Throughout the current 19-month intifada, the U.N. has sat on its hands while Palestinian terrorist organizations recruit and brainwash impressionable teenagers for the explicit purpose of murdering innocent Israelis. Blood on the streets from one attack is not even dry when another human bomb explodes, yet the U.N. does nothing.

The U.N., however, has not merely marked its bias against Israel with inaction. Until 1967, U.N. peacekeepers patrolled the Sinai Peninsula, serving as a buffer to prevent a repeat of Egypt's aggression against Israel. When Egypt asked the U.N. peacekeepers to pack up and go, the U.N. quickly complied — giving Egypt the breathing room it needed to launch another assault on the Jewish state.

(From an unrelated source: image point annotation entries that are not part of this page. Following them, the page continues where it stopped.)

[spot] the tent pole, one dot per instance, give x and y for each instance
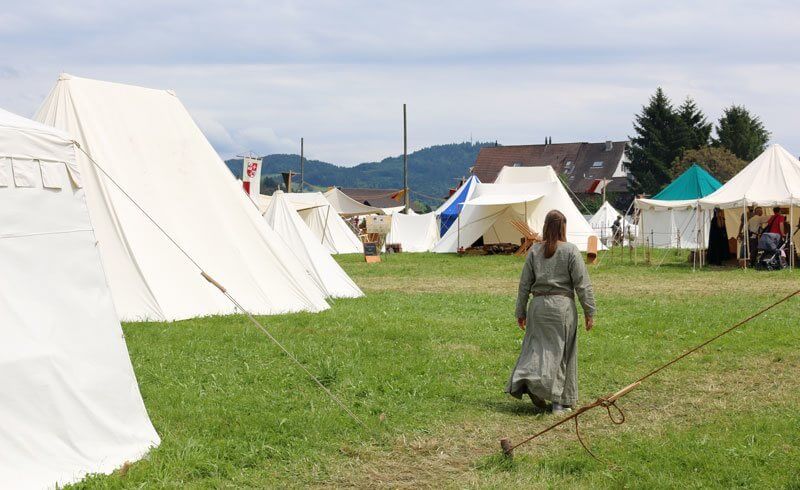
(744, 223)
(458, 231)
(791, 237)
(325, 228)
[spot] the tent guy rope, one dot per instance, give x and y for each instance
(225, 292)
(611, 400)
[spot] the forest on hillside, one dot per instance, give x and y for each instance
(432, 171)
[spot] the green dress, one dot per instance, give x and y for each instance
(548, 364)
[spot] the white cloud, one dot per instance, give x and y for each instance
(259, 75)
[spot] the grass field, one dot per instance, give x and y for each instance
(424, 357)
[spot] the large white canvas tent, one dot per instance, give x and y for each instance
(414, 232)
(772, 179)
(69, 401)
(147, 142)
(490, 209)
(324, 222)
(448, 212)
(522, 175)
(331, 278)
(347, 206)
(670, 219)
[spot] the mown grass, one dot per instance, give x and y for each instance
(423, 358)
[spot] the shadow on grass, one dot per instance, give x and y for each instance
(512, 406)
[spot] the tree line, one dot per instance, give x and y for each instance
(669, 139)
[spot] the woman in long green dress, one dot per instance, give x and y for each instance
(554, 272)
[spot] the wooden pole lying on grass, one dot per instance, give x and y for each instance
(610, 401)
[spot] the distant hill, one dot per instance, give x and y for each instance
(431, 171)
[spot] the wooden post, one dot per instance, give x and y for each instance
(302, 167)
(405, 162)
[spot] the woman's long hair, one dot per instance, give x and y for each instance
(554, 231)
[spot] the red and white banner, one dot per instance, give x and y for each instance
(251, 176)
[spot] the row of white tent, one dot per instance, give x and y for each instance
(484, 211)
(772, 179)
(110, 205)
(113, 203)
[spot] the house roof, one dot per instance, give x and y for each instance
(694, 183)
(575, 161)
(379, 198)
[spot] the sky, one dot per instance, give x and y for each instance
(258, 75)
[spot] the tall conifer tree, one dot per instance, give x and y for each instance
(742, 133)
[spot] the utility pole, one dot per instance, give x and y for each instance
(302, 167)
(405, 161)
(604, 189)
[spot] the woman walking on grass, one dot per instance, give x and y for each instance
(547, 368)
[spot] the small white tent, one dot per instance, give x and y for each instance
(672, 224)
(448, 212)
(414, 232)
(772, 179)
(147, 142)
(69, 401)
(284, 219)
(491, 208)
(603, 220)
(522, 175)
(347, 206)
(324, 222)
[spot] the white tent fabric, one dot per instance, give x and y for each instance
(146, 141)
(489, 210)
(415, 232)
(673, 227)
(773, 178)
(467, 187)
(396, 210)
(282, 217)
(347, 206)
(324, 222)
(69, 401)
(602, 221)
(521, 175)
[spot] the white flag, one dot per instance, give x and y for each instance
(251, 176)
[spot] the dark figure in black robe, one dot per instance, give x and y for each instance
(718, 240)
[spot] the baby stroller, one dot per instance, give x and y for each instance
(771, 252)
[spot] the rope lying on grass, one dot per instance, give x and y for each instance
(611, 400)
(224, 291)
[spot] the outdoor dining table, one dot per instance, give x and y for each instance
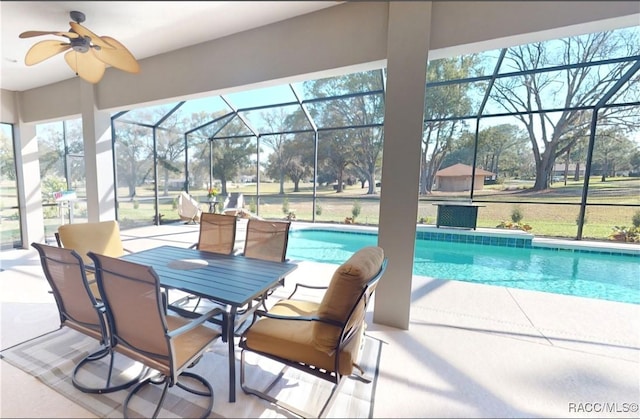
(233, 281)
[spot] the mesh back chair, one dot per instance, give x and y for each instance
(141, 330)
(322, 339)
(79, 310)
(217, 235)
(101, 237)
(267, 240)
(233, 204)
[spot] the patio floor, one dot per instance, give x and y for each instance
(471, 350)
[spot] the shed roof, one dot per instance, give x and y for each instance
(460, 169)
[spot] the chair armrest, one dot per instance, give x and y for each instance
(331, 322)
(196, 322)
(313, 287)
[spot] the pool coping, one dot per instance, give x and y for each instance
(485, 236)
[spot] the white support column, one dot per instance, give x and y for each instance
(407, 45)
(98, 158)
(28, 183)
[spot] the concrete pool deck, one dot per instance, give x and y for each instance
(471, 350)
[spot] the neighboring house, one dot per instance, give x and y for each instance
(457, 178)
(558, 169)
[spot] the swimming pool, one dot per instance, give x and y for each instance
(613, 277)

In 2000, U.N. peacekeepers in the demilitarized area of Lebanon witnessed the kidnapping of three Israeli soldiers by Hezbollah terrorists, and did nothing. Well, not entirely; they did grab a camera to videotape the whole incident. After the kidnapping, the U.N. did not notify Israeli officials, and in fact, denied the very existence of the videotape. The only logical conclusion, says Heritage Foundation senior fellow Ariel Cohen, is that the "U.N. was complicit in the kidnapping of Israelis by one of the worst terrorist organizations on earth."

During the latest intifada, the U.N. itself has played a role in funding and facilitating the terrorist infrastructure, including in Jenin. The United Nations Relief and Works Agency (UNRWA) created the refugee camp in Jenin that produced fully 22 suicide bombers — more than one per month during the intifada. UNRWA also administers the schools in Jenin, which make Chinese reeducation camps look tame by comparison.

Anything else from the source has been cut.